For an object storage catalog that specifies Iceberg as its default table
format, no special syntax
is required. A simple CREATE TABLE
statement creates an Iceberg format table.
To create an Iceberg table when the default format is not Iceberg, add
type='iceberg'
as a table property in your CREATE
statement. For example:
CREATE TABLE customer (
name varchar,
address varchar)
WITH (type='iceberg');
Specify the file format of table data files with an additional format
property
with value either parquet
or orc
, defaulting to orc
:
...
WITH (type='iceberg',
format='parquet');
Metadata tables #
Great Lakes connectivity exposes several metadata tables
for the Iceberg table format. These metadata tables contain information about
the internal structure of the Iceberg table. Query each metadata table by
appending the metadata table name to the table_name
with a $
separator:
SELECT * FROM catalog_name.schema_name."table_name$properties";
$properties #
The $properties
table provides access to general information about the Iceberg
table configuration and any additional metadata key-value tags.

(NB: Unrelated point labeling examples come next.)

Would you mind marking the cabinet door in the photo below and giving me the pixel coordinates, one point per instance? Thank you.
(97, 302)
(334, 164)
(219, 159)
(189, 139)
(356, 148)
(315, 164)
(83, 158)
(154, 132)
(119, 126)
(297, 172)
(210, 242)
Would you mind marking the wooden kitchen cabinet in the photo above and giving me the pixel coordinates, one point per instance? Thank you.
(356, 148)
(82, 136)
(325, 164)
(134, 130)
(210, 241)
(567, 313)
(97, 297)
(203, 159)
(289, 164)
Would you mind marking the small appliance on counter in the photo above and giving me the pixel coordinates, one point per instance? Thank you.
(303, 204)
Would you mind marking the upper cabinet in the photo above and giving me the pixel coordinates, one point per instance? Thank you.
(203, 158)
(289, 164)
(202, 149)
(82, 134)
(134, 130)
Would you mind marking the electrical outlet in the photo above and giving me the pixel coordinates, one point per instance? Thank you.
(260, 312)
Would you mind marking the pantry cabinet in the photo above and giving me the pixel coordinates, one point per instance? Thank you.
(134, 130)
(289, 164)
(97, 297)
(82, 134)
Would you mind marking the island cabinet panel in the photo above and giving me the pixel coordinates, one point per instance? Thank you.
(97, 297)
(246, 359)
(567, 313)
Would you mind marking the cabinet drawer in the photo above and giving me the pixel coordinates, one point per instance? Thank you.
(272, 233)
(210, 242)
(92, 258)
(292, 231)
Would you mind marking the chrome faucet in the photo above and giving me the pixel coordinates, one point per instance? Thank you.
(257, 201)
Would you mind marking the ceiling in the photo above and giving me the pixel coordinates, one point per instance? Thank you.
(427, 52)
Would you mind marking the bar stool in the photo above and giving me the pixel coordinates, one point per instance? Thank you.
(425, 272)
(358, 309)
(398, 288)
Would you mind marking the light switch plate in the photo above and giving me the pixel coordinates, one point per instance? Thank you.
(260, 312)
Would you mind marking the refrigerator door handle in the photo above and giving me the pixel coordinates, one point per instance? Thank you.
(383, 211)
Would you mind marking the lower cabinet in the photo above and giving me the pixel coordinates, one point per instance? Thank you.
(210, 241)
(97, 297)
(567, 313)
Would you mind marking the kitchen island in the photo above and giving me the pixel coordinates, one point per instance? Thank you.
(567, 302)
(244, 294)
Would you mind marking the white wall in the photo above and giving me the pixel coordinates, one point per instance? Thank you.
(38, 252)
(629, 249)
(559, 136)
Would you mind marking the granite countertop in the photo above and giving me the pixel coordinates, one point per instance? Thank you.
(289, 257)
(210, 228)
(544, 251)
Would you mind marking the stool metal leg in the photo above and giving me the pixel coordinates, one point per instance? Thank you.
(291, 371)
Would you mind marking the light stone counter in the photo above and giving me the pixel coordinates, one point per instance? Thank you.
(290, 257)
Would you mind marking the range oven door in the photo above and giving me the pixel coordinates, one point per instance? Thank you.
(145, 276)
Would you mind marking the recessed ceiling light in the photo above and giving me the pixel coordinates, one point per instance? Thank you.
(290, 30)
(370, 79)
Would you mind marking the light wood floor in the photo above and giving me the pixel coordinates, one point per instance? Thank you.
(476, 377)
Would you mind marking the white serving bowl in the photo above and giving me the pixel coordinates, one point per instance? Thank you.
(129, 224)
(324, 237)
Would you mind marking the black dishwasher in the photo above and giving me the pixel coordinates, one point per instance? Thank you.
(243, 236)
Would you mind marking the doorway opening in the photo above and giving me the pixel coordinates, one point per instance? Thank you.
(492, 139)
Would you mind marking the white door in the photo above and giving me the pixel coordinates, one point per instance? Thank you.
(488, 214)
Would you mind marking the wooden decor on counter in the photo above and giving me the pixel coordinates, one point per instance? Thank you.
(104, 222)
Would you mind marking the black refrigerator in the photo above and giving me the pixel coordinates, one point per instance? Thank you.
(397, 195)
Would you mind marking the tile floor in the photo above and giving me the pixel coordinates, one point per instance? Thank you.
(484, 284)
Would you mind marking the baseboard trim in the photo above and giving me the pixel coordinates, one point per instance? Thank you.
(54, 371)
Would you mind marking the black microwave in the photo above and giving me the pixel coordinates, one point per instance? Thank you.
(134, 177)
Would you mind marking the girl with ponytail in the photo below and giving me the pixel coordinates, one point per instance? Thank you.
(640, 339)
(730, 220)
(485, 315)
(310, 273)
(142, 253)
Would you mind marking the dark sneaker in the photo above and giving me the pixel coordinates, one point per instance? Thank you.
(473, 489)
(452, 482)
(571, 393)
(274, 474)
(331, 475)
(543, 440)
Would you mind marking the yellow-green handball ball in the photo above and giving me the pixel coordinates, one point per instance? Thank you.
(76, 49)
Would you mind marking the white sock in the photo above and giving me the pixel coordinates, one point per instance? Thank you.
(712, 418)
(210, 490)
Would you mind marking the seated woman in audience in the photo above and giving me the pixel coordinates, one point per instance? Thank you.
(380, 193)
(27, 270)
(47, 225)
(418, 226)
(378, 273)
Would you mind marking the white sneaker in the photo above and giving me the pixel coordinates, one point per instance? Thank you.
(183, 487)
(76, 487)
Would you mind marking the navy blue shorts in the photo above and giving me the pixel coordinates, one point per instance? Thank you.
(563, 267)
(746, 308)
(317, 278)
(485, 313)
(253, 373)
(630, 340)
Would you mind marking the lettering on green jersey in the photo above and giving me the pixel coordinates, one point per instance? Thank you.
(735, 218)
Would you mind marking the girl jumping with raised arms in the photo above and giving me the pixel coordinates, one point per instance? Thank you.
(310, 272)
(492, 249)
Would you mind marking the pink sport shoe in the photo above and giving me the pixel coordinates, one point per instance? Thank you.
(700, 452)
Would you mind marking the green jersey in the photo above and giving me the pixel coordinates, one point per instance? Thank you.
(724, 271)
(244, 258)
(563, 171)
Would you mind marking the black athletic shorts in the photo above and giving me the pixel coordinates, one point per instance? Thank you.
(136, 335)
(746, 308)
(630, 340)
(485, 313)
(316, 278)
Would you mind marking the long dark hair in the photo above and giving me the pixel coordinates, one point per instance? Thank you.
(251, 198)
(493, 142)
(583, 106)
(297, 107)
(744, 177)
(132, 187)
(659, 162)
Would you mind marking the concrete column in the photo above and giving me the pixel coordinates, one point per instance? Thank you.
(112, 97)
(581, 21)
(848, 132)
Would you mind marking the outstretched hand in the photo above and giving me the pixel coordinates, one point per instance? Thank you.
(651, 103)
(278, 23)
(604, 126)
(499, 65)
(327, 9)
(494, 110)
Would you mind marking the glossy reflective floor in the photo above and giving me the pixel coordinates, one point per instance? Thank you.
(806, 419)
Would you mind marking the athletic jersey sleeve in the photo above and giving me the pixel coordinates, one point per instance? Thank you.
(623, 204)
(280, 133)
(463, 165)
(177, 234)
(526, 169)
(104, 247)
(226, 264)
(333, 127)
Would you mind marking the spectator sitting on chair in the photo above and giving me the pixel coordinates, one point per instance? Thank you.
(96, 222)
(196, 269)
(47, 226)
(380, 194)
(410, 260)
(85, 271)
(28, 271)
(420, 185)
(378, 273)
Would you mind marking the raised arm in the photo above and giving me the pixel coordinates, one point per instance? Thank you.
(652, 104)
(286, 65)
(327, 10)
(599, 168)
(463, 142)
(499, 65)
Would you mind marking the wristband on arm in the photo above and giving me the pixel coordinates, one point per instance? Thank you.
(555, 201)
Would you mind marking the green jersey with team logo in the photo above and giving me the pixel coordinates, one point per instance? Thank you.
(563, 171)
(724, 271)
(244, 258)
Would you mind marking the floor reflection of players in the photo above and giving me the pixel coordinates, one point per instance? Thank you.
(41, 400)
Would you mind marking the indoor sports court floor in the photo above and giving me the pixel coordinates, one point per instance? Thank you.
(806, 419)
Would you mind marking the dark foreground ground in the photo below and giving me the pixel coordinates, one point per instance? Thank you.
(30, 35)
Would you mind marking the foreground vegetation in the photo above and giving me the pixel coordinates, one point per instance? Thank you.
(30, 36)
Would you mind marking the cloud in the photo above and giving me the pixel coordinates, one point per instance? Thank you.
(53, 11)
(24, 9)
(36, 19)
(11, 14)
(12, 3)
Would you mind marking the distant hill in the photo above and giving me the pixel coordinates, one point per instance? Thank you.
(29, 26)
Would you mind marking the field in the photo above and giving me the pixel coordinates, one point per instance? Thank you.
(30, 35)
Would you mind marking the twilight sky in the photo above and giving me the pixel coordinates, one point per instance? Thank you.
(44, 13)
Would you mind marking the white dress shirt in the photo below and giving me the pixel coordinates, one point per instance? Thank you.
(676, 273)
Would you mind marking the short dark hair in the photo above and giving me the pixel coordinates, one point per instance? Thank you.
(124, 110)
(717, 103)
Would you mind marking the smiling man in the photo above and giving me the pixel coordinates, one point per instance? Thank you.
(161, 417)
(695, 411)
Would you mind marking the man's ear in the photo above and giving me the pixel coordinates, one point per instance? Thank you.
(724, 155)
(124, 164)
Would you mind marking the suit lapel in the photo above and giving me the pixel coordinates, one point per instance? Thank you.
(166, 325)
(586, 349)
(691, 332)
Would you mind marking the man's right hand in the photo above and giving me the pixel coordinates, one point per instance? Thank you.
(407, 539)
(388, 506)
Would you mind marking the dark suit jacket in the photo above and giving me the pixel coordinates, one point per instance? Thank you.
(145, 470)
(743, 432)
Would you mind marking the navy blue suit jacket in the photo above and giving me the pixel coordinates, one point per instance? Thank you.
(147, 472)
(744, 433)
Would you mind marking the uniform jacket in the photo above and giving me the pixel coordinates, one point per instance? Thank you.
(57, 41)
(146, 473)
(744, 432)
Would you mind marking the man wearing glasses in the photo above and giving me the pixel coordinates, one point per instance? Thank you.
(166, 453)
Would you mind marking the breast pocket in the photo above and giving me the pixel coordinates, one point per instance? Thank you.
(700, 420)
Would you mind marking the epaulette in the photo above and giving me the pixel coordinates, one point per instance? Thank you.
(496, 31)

Retrieve the snapshot of the Iceberg table table_name
by using the
following query statement:
SELECT * FROM catalog_name.schema_name."table_name$properties";
key | value |
-----------------------+----------+
write.format.default | PARQUET |
$history #
The $history
table provides a log of the metadata changes made to the table.
Retrieve the changelog of the Delta Lake table table_name
by using the
following query statement:
SELECT * FROM catalog_name.schema_name."table_name$history";
The following table describes the table columns of the $history
table query
output:
Name | Type | Description |
---|---|---|
made_current_at |
TIMESTAMP(3) WITH TIME ZONE | The time when the snapshot became active. |
snapshot_id |
BIGINT | The identifier of the snapshot. |
parent_id |
BIGINT | The identifier of the parent snapshot. |
is_current_ancestor |
BOOLEAN | Whether or not this snapshot is an ancestor of the current snapshot. |
$snapshots #
The $snapshots
table provides a detailed view of snapshots of the Iceberg
table. A snapshot consists of one or more file manifests, and the complete table
contents are represented by the union of all the data files in those manifests.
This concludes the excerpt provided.